E é justamente de Cláudio Abramo uma das mais contundentes declarações contra essa obrigatoriedade: "Para ser jornalista, é preciso ter uma formação cultural sólida, científica ou humanística. Mas as escolas são precárias. Como dar um curso sobre algo que nem eu consigo definir direito? Trabalhei 40 anos em jornal e acho muito difícil definir o que meia dúzia de atrevidos em Brasília definem como curso de jornalismo. Foi o que fez o patife do Gama e Silva (ministro da Justiça de Costa e Silva), que elaborou a lei para tirar os comunistas dos jornais". (Cláudio Abramo, "A Regra do Jogo", São Paulo, Companhia das Letras, 2002, páginas 247 e 252)."
(Fonte: http://jornalistassemdiploma.blogspot.com/)
Muito ainda há que levar em conta na discussão do tema.

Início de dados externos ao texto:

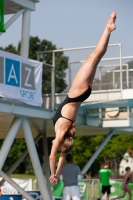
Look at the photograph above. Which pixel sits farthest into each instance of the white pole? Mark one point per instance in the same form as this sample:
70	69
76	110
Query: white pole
19	160
24	51
13	18
121	85
35	160
9	140
16	186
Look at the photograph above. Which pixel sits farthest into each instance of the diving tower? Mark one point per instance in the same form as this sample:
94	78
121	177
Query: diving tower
113	103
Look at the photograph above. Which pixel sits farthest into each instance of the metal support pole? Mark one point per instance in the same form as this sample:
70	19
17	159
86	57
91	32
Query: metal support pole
24	51
69	75
97	152
16	186
13	18
35	160
45	146
53	82
9	140
15	165
121	86
127	76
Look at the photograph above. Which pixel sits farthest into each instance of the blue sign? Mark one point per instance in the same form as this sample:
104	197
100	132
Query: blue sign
12	72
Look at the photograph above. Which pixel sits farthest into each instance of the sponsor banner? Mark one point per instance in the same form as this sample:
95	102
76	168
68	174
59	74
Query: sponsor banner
25	184
20	78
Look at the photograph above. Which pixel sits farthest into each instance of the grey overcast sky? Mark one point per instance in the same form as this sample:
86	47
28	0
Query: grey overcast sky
76	23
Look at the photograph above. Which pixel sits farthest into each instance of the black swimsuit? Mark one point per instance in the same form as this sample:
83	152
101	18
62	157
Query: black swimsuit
67	100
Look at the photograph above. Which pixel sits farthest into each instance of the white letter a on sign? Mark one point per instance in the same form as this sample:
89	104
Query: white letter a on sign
12	74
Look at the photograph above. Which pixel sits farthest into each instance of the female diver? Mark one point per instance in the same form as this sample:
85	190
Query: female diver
64	119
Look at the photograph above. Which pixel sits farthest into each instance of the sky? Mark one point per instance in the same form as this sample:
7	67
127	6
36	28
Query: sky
76	23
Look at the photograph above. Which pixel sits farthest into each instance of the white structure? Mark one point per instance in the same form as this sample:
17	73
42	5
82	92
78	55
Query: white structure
21	120
127	161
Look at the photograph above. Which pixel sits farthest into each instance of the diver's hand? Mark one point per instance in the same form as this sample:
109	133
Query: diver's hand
53	179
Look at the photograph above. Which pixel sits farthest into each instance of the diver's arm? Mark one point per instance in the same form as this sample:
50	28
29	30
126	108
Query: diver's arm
60	164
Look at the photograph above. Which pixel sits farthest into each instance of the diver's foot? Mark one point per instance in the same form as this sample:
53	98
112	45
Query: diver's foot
111	22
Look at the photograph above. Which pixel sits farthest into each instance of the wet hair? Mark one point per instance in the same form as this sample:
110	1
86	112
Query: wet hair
69	157
127	168
68	142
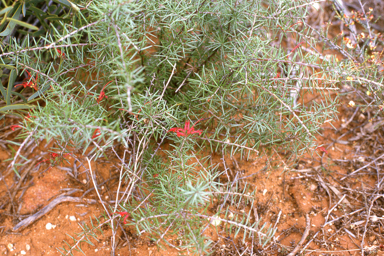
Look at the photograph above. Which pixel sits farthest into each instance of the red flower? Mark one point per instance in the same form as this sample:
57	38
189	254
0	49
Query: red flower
102	93
186	131
60	53
297	46
32	83
13	127
96	133
122	214
322	149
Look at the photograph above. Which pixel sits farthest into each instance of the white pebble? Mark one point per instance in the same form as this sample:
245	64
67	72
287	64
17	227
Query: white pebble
49	226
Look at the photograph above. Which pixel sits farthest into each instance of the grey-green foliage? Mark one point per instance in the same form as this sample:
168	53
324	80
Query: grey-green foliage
170	62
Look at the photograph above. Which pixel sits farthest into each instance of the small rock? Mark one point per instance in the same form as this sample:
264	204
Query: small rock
49	226
215	221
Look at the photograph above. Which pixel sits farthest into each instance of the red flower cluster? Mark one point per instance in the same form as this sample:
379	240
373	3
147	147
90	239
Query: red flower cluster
60	53
187	130
31	83
122	214
13	127
323	149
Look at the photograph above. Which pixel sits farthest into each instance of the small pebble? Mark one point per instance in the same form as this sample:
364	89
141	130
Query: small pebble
264	192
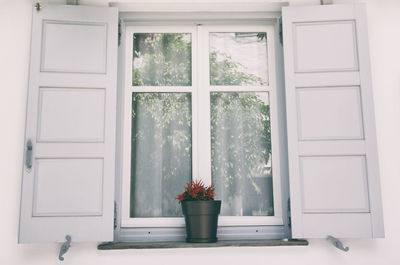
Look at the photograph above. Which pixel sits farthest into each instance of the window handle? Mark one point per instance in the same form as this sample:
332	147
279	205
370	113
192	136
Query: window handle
28	158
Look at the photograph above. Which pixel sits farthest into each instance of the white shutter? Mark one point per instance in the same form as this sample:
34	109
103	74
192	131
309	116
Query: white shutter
71	116
334	174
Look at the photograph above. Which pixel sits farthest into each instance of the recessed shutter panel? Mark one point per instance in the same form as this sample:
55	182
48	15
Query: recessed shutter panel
69	162
334	175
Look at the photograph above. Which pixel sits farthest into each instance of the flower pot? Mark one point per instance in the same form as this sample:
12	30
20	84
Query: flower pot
201	218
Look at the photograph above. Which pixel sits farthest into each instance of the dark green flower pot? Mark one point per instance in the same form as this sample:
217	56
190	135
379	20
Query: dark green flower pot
201	218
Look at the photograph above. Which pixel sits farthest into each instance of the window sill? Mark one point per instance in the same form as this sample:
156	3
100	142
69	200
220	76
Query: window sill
222	243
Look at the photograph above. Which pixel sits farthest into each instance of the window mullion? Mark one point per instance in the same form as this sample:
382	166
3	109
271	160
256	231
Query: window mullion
204	108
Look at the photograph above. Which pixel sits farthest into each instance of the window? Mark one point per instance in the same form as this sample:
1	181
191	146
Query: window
201	103
220	111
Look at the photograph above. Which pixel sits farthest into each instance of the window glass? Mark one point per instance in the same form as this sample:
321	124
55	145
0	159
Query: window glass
241	153
238	58
161	160
162	59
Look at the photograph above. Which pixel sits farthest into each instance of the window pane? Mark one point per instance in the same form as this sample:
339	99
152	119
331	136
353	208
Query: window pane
162	59
241	153
161	152
238	58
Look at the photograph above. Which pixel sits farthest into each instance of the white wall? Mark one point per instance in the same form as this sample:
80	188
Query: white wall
15	23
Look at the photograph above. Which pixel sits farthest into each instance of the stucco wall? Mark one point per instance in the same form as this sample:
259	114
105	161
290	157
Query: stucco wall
15	23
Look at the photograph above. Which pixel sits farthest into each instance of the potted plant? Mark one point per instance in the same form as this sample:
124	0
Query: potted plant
201	212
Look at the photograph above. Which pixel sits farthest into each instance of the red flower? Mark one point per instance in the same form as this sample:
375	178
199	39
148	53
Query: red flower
197	191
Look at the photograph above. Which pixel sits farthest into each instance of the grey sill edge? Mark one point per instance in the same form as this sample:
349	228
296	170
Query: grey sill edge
222	243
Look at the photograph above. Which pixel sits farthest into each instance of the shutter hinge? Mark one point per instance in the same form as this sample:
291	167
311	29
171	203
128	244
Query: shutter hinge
119	32
115	215
280	30
337	243
38	7
64	247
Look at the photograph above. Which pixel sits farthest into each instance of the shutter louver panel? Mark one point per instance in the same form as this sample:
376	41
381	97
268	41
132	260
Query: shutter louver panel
71	122
333	163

Urgente é a formação e o aperfeiçoamento dos profissionais de comunicação, para as diversas funções e responsabilidades na elaboração e adequação de conteúdos, a partir da renovação e inovações das mídias digitais e suas plataformas.
Recomendo a leitura:
Sexta-feira, Junho 19, 2009
MERVAL PEREIRA -O diploma e o monge
O GLOBO
Gostei muito de um comentário do Carlos Heitor Cony em seu programa com o Arthur Xexéo na CBN.Disse ele: "O diploma não faz o jornalista, assim como o hábito não faz o monge". Uma definição perfeita da situação que vivemos hoje, depois que o Supremo Tribunal Federal acabou com a exigência do diploma de jornalismo para o exercício da profissão. Cony completaria a explicação salientando que nós, jornalistas, somos que nem os jogadores de futebol, testados no campo, no dia a dia da profissão. Não adianta ser amigo do técnico, nem ser indicado por amigo do patrão ou do chefe. Se o jornalista não for competente na sua função, não resiste na carreira, ou vai ficar marcando passo. Com ou sem diploma.
http://arquivoetc.blogspot.com/2009/06/merval-pereira-o-diploma-e-o-monge.html
“Foi dada a eles a escolha de se tornarem reis ou mensageiros de reis. Com a ingenuidade das crianças todos escolheram ser mensageiros. Eis porque só existem mensageiros, que correm pelo mundo e, como não há mais reis, gritam uns para os outros mensagens que não têm mais sentido.”